Former science teacher Severine Rutherford moved to Newcastle from France six years ago and has since established La Créme de la Créme, a pâtisserie business offering delicious baked goods for events and weddings. She also runs workshops where participants can learn how to master traditional French and English baking classics. Here is Serverine’s recipe for madeleines
- 125g unsalted butter
- 100g plain flour
- 20g ground almond
- 5g baking powder
- 100g granulated sugar
- 1tsp vanilla paste
- Dark chocolate orange, milk chocolate or white chocolate (for the coating)
- Preheat the fan oven to 210 degrees. • Gently melt the butter and leave it aside. Meanwhile, prepare the dry mixture.
- In a bowl, beat the eggs, the sugar and the vanilla paste.
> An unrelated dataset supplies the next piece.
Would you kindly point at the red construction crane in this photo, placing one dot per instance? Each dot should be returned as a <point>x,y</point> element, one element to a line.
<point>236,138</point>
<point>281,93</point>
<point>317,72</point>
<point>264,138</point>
- Use a sieve and add the dry ingredients to the wet mixture.
- Mix with a spatula.
- Add the melted butter and mix it.
- Transfer into a piping bag and leave it in the fridge for at least one hour. The feature of good madeleines is the bump that appears during the baking time. To make that happen, we need a thermal shock between the high temperature of the oven and the cold batter.
- Grease the mould and fill up to 3/4.
- Bake for 10 minutes until they are firm and puffed. Let them cool down on a wire rack.
- For the coating, if you have a silicone mould, put a square of chocolate in each mould and put the tray in the switch off oven for few minutes. When the chocolate has melted use a brush to spread the chocolate and put back the cooked madeleines at the top.
- Leave the tray in the fridge for about one hour.
- If you have used a metal tray, you can’t use the trick above, so just melt the chocolate and dip the madeleines into it.